Somebody whose name has not been mentioned surrounding the England job, and cannot be found anywhere on the list of odds to be the next England manager, is Mark Hughes. I find this remarkable as, after the job he has done at Stoke City, he has proved himself to be one of the Premier League’s most competent managers. When Hughes took over at Stoke, they were infamous for their physicality and “hoof-ball” style. However, since his appointment in May 2013, he has completely transformed the way the club is viewed by outsiders, with some branding them “Stoke-alona”. Under Hughes’ leadership, Stoke has become a side who are still capable of grinding out results with gritty performances, but can also play beautiful flowing football which would not be out of place in the Theater of Dreams. This has shown Hughes’ tactical dexterity, which is something much sort after on the international stage. An England manager who would be able to switch between defensive and attacking football, short and direct passing, and flick between various tactical systems is something the national team have been looking for for decades, and I simply cannot understand why Hughes does not even seem to be in the discussion for the England job.

Image courtesy of telegraph.co.uk
Image courtesy of telegraph.co.uk

Critics of Hughes will point to the previous failings, such as when he was at the helm of Manchester City and Queens Park Rangers, both of which saw him sacked after short spells in charge. However, I would defend Hughes by saying that the Manchester City job came too early for him, as it was the first time he had been given huge sums of money to spend on players, and that he was forced to go out and buy top names for huge prices, when he has proven himself to be savvy in the transfer market when handed more modest budgets. As for the QPR job, I think he was doomed to fail from the start, as it would have been impossible to bend such huge, highly paid egos to his will in order to build a successful side at QPR. As more recent Hoops managers have found, it is difficult to get the most out of players when they are earning vast amounts of money and do not feel any responsibility to help the club.

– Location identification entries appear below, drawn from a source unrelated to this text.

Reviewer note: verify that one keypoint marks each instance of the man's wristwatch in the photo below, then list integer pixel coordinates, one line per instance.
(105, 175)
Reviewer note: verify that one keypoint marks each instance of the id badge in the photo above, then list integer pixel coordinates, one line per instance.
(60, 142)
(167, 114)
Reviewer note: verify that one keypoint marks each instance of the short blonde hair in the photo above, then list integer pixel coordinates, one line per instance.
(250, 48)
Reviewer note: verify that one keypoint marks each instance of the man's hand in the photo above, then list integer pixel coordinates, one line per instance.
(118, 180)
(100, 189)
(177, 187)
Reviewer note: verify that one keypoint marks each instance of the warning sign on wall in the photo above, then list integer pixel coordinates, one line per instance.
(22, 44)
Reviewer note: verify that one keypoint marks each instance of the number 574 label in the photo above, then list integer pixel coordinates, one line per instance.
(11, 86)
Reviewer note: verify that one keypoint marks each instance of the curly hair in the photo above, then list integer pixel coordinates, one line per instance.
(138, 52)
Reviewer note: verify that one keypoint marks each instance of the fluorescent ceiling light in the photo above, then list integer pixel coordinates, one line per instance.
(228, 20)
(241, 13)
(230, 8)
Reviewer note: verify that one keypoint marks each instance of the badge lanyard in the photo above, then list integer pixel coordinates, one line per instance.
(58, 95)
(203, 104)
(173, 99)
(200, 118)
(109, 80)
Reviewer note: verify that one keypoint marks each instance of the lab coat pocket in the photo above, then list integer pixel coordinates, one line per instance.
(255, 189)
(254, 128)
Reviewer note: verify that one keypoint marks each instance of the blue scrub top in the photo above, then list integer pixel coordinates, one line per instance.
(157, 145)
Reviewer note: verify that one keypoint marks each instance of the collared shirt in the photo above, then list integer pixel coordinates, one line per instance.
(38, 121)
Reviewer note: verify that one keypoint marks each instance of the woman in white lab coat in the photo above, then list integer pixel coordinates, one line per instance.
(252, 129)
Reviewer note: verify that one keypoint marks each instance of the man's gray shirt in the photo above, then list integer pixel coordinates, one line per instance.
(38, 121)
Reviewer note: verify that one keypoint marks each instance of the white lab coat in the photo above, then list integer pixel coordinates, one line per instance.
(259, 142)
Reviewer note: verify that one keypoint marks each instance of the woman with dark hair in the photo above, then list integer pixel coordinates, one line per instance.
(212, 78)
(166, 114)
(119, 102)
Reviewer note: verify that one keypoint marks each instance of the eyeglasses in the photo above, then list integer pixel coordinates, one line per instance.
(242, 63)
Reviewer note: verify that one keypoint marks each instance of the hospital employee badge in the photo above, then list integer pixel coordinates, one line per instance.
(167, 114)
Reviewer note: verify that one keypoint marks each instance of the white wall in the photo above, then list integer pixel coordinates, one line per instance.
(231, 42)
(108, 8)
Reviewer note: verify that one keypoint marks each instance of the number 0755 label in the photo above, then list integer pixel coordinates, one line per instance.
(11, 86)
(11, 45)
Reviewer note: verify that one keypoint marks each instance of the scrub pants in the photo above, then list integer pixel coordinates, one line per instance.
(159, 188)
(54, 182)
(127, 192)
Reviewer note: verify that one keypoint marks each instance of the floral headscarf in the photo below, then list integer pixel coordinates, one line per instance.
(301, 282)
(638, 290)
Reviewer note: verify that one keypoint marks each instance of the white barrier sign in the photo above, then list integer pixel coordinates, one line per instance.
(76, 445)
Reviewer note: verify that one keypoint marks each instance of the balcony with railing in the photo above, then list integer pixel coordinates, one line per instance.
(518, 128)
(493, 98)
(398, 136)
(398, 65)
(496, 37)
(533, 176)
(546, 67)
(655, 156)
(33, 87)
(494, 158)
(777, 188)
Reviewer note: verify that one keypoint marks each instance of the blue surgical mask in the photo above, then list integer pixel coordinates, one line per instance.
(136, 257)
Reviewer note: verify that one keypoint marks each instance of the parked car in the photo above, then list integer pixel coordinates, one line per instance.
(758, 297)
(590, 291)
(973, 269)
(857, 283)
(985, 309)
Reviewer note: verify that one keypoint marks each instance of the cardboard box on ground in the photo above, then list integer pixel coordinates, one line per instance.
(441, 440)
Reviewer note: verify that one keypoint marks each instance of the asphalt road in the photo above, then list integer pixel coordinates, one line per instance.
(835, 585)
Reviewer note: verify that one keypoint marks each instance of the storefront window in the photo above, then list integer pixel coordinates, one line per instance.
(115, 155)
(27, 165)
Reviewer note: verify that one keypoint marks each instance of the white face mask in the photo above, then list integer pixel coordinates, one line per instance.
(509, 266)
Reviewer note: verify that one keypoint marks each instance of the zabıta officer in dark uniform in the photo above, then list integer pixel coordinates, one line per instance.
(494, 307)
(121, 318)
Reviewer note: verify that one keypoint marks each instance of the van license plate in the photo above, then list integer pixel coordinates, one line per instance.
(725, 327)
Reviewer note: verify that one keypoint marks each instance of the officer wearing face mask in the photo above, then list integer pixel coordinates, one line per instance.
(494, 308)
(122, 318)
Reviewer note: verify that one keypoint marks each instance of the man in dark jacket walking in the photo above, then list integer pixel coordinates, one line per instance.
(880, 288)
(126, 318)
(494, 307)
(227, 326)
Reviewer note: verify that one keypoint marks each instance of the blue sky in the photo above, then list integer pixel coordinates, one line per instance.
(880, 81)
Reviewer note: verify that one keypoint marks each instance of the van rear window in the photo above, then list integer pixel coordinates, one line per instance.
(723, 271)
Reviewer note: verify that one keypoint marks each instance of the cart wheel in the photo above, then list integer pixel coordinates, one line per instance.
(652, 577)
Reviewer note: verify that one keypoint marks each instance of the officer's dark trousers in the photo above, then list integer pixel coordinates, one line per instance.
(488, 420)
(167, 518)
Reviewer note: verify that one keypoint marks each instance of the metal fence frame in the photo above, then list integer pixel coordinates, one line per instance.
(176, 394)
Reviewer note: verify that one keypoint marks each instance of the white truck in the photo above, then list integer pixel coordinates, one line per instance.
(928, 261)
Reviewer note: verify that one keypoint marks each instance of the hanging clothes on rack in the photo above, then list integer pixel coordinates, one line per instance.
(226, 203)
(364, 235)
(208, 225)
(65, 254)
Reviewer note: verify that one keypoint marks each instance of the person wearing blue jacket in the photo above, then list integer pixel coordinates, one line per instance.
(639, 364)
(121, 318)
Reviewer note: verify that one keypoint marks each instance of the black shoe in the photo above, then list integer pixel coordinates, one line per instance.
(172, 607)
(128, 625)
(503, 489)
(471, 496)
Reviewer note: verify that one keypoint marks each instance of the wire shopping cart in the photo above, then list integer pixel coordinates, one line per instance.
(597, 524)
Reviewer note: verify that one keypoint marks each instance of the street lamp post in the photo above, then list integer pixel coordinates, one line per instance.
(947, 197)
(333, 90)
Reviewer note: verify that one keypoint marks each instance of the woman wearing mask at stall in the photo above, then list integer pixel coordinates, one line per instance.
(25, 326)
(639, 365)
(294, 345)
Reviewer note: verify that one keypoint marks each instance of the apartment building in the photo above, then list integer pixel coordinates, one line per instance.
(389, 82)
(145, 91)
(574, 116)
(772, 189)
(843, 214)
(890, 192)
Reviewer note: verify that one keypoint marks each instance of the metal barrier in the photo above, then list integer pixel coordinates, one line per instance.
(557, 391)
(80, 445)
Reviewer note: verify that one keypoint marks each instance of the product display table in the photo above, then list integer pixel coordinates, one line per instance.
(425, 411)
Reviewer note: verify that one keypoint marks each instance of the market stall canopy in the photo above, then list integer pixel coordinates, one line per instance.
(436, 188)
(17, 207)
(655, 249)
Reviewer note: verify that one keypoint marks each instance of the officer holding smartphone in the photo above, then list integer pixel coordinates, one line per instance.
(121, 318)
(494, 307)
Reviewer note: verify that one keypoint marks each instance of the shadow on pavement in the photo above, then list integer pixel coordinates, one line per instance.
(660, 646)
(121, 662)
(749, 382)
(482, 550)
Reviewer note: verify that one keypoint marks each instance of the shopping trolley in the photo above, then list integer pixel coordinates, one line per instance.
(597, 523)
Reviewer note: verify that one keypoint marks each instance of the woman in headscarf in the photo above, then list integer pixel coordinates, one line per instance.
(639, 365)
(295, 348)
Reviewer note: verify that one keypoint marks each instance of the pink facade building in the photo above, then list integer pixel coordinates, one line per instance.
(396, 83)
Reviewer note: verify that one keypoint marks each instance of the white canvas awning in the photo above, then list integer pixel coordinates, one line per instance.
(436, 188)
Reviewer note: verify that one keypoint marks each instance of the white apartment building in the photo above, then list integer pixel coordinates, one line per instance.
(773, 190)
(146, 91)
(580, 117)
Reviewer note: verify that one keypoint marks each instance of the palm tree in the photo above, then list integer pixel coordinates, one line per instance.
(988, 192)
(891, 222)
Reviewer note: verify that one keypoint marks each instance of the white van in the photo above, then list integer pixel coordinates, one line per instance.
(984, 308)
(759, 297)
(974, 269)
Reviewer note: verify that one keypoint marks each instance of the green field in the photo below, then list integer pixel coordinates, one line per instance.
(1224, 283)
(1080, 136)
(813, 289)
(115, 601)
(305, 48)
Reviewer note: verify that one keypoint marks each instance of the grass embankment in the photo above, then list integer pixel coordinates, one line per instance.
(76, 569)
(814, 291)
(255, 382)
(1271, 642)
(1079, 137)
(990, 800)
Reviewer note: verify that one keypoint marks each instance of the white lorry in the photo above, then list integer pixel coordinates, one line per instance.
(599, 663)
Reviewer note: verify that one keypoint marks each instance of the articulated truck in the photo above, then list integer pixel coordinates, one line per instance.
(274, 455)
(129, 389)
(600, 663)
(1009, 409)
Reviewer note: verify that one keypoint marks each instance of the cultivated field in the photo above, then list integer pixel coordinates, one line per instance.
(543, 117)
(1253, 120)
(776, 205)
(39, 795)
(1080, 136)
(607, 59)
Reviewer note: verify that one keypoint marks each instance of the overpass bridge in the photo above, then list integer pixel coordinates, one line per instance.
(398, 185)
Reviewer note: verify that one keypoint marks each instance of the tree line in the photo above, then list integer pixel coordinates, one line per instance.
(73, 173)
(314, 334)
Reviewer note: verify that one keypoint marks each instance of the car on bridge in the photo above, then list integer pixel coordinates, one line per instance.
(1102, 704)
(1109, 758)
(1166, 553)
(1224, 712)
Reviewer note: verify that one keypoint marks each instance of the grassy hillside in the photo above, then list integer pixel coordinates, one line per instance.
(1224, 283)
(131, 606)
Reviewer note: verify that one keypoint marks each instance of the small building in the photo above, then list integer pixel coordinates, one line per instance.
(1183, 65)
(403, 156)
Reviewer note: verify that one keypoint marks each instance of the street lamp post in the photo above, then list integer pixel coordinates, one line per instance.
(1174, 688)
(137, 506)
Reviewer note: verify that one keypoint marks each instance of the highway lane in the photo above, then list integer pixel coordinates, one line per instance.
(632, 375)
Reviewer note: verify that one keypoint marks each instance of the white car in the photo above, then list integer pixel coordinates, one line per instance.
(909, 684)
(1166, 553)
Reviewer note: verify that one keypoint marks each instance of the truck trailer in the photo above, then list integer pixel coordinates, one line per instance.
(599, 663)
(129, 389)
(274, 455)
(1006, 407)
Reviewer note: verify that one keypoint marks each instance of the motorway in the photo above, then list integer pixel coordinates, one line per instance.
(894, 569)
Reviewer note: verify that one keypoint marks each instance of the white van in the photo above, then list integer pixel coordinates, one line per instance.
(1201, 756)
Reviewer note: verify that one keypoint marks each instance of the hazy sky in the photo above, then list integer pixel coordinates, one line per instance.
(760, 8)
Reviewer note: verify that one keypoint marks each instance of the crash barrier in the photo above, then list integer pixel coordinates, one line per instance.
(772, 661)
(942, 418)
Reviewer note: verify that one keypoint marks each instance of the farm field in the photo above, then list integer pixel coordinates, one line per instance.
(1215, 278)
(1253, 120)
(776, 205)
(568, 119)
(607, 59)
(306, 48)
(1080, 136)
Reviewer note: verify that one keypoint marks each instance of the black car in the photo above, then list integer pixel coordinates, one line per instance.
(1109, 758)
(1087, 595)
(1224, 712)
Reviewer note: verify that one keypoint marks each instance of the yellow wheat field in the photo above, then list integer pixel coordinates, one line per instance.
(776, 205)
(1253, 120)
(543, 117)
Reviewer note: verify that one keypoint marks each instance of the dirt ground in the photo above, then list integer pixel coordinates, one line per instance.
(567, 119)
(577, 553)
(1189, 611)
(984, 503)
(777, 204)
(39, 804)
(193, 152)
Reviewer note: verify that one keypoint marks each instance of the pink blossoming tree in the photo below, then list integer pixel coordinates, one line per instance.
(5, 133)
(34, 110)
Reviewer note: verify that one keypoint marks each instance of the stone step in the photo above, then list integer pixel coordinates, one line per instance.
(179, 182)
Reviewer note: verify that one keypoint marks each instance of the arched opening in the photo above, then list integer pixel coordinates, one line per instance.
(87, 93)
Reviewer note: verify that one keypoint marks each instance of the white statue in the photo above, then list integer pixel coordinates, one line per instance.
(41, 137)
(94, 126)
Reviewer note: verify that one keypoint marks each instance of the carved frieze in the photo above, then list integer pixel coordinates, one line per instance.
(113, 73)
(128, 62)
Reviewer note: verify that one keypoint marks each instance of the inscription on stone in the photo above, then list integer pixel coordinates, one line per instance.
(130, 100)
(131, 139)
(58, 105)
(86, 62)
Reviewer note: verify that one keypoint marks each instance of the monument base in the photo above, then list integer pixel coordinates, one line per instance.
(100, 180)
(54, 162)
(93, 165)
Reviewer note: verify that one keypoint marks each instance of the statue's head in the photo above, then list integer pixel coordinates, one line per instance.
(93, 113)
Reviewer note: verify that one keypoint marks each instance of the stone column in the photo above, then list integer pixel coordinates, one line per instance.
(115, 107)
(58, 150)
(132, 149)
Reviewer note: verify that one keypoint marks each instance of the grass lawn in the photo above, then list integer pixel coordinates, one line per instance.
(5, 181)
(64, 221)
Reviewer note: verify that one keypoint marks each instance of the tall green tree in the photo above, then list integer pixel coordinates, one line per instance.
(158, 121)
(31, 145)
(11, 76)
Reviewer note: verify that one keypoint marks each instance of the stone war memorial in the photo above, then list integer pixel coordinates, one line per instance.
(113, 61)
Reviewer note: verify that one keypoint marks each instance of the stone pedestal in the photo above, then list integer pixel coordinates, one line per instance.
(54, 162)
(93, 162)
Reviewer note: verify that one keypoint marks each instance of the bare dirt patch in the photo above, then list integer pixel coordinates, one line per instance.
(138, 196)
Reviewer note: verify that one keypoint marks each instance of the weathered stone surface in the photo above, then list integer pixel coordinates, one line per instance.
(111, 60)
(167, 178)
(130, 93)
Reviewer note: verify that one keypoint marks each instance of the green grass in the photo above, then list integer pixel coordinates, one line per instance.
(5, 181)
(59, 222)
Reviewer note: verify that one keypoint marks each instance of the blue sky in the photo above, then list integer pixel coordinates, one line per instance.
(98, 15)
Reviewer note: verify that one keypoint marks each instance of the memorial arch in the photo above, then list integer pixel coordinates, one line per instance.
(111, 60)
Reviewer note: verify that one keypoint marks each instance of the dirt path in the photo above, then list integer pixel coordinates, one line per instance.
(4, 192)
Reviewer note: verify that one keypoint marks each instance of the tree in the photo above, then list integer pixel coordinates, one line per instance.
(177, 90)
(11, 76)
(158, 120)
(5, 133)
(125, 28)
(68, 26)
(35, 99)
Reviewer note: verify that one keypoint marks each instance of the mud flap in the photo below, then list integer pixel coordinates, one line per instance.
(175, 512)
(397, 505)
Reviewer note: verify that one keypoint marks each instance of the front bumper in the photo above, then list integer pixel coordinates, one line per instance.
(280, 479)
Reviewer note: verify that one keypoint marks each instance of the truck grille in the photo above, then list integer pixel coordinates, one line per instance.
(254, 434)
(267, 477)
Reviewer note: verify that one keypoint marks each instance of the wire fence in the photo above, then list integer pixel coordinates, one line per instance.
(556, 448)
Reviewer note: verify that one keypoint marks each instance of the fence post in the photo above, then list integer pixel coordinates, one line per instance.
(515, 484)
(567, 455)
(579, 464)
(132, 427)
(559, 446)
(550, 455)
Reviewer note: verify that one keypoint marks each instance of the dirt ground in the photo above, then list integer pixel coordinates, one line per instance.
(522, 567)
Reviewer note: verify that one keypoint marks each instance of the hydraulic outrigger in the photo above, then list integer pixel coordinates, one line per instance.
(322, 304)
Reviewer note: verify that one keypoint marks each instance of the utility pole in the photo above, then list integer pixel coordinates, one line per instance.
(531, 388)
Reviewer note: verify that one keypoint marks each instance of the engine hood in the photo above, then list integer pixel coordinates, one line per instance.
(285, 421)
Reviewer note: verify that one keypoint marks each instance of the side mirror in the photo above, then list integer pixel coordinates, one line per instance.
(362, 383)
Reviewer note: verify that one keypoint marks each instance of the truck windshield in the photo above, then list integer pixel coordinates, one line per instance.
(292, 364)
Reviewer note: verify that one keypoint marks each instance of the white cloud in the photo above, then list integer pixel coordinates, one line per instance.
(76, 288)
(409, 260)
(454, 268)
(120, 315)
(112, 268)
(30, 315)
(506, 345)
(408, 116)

Another thing in Hughes’ favour is that he has gained lots of experience from his managerial career so far and, as has been seen with the job he is doing at Stoke, he is clearly getting more competent with every year that passes. Although Hughes is not English, he is British and has had plenty of Premiership experience so I feel he is more than capable of managing the England team. Like Sam Allardyce, I feel he would bring something new to the international scene and would use a more traditional style of play with England. However, he does not seem to be in the FA’s thoughts regarding the job so may have to wait a few more years before he is considered.

In conclusion, I think that, although Mark Hughes would be as good an option as anybody for the England job, the best realistic option for the FA would be to appoint Sam Allardyce as manager, while giving Eddie Howe a taste of the international scene at the same time. Whether Howe was given a job with the senior team as a coach, or appointed as the under 21 manager, I think it is imperative that the FA try and prepare him for the manager’s job that he will surely occupy in future. While I don’t think Howe is ready at the moment, he must be included in some way and his input could be invaluable for helping Sam Allardyce prepare for the matches against less adventurous nations who will be prepared to sit behind the ball for long periods of the game. Although there is a striking difference between the philosophies of the two coaches, I think that could help the England team find a blend of traditional and futuristic playing and coaching styles. In addition, it would help groom Howe for a future role as England manager. As far as I am concerned this is clearly the path that the FA must take in order to take the country forward as a footballing nation. Besides, Big Sam can’t do any worse than his predecessor!